Imagine sweeping around an object on your smartphone and getting a fully editable, realistic 3D model that you can view from any angle. This is rapidly becoming a reality thanks to advances in AI.
Researchers at Simon Fraser University (SFU) in Canada have announced a new AI technology to do just that. Soon, the everyday consumer will not only be able to just take his 2D photo, but he will also be able to take his 3D capture of a real object and view its shape and shape as easily as he takes a regular 2D photo of him today. You will be able to freely edit the appearance.

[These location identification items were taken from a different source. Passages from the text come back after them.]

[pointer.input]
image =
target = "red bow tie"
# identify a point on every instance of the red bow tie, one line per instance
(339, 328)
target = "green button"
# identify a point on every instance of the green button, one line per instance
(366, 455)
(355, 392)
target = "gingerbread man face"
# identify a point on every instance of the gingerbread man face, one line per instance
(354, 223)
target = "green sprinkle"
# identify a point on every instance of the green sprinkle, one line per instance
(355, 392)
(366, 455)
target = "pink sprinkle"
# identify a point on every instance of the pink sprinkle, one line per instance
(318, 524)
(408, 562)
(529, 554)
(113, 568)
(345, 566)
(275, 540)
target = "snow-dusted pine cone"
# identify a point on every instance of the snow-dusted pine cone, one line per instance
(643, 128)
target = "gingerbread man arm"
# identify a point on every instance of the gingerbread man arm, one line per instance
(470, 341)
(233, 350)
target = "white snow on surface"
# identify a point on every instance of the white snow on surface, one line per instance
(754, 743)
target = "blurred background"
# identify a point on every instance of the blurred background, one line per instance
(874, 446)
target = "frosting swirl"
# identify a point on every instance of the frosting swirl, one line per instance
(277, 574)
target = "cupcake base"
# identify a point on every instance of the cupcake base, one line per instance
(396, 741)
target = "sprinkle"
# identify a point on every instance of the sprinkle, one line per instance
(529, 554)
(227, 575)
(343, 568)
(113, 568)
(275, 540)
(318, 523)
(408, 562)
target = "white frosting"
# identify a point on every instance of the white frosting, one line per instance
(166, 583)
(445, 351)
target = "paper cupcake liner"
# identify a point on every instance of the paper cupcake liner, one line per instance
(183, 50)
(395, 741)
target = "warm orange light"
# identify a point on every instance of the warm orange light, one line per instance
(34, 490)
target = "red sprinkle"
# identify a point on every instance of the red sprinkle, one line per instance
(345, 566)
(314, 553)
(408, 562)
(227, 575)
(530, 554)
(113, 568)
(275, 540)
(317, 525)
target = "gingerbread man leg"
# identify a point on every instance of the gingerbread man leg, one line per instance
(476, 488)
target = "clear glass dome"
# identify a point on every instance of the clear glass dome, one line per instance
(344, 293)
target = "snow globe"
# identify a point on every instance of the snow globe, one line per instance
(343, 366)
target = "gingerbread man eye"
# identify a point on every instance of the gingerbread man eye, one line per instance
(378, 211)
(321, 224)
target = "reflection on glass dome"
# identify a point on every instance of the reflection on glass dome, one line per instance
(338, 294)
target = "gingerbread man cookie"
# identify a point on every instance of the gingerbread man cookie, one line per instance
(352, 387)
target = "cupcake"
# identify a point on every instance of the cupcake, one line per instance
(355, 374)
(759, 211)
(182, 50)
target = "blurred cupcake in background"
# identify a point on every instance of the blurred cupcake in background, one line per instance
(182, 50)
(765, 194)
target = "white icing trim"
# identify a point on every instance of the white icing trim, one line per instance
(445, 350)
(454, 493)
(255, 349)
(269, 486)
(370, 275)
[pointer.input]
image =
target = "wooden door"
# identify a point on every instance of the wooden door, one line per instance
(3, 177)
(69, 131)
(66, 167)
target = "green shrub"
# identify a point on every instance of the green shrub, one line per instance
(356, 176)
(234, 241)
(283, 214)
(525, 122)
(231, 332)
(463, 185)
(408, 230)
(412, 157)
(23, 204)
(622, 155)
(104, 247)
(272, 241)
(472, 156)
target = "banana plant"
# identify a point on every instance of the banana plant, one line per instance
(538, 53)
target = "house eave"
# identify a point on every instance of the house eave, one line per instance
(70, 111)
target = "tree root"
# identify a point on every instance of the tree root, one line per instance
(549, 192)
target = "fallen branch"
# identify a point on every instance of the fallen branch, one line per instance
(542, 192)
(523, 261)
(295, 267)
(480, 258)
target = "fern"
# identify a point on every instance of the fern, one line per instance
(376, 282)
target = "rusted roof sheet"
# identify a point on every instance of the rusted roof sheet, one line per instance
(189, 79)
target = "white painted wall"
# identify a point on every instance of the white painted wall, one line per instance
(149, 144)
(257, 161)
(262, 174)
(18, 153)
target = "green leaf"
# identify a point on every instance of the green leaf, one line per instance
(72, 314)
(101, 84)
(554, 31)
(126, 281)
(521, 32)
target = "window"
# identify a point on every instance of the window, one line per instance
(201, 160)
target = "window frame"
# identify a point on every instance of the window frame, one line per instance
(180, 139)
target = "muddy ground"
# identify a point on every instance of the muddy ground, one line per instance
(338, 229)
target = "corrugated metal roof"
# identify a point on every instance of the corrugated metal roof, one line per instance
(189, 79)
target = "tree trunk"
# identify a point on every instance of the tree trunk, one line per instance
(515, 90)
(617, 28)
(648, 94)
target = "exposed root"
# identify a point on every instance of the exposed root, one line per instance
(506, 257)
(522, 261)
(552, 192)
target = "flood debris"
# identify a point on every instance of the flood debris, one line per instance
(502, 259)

In a new paper presented at the Conference on Neural Information Processing Systems (NeurIPS), the annual flagship international conference on AI research, held in New Orleans, Louisiana, researchers describe how proximal attention point rendering (PAPR) and We have demonstrated a new technology called Convert her 2D photo of an object into a cloud of 3D points representing the object's shape and appearance. Each point provides the user with a knob to control the object. Dragging a point changes the object's shape, and editing point properties changes the object's appearance. Then, in a process known as “rendering,” the 3D point cloud is viewed from any angle and transformed into a 2D photo that shows the edited object as if it were actually photographed from that angle.
Researchers have shown how to bring statues to life using new AI technology. The technology automatically converts a series of photos of a statue into a 3D point cloud and animates it. The end result is a video of the statue turning its head from side to side as the viewer is guided through the path around it.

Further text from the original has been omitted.